Share more constant initializers (#15461)
### Share more constant initializers.
`ConstantSharing` transformer originally only handle single value
initializer (scalar or 1D).
This PR tried to share more cases to make common subexpression
elimination transformer to remove more duplicated nodes.

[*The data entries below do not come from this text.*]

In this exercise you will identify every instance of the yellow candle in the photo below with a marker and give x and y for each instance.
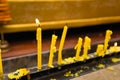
(86, 46)
(107, 38)
(39, 46)
(115, 48)
(61, 45)
(78, 48)
(100, 51)
(52, 51)
(1, 67)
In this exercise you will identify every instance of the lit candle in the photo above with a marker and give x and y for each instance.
(78, 48)
(86, 46)
(100, 51)
(115, 48)
(61, 45)
(52, 51)
(1, 67)
(107, 38)
(39, 45)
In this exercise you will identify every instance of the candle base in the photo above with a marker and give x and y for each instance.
(4, 46)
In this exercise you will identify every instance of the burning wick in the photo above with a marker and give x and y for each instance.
(37, 22)
(115, 44)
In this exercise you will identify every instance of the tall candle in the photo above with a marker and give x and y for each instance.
(1, 67)
(115, 48)
(86, 46)
(78, 48)
(61, 45)
(107, 38)
(52, 51)
(39, 46)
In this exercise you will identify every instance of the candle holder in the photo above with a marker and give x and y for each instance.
(59, 71)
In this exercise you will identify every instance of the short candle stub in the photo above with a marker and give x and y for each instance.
(37, 22)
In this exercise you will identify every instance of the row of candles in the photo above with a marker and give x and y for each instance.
(100, 51)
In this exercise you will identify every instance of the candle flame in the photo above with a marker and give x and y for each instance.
(115, 44)
(37, 21)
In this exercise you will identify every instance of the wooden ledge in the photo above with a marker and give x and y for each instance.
(59, 24)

Originally, we used a single
vector<std::variant<float,half,int32,int64>> to store different scalar
values. In this PR, we create a unordered map with its key being
data_type + rank + element count, and its value is a vector of
`InitializerValue`.
For one specific initializer, if it fulfils the condition, then finally
will find the corresponding vector of `InitializerValue` by its
<data_type + rank + element count>, then search from the vector whether
the constant tensor already exist or not. After that, a value id is
returned, which will be combined together with <data_type + rank +
element count> to form the pattern key to decide which tensor to reuse
(legacy code).
### Motivation and Context
One example we see here is:
```mermaid
stateDiagram
[*] --> LayerNorm(b,s,64)
LayerNorm(b,s,64) --> Reshape1
Shape1_Const[b*s,64] --> Reshape1
LayerNorm(b,s,64) --> Reshape2
Shape2_Const[b*s,64] --> Reshape2
Reshape1 --> AttentionSubGraph
Reshape2 --> Add
AttentionSubGraph--> Add
Add --> [*]
```
Ideally CommonSubexpressionElimination can remove one of `Reshape1` and
`Reshape2`, while since `Shape1_Const` and `Shape2_Const` are different
NodeArg*, so it did not remove the duplication.
This is an example: removing the duplication will bring more
opportunities to apply graph transformations.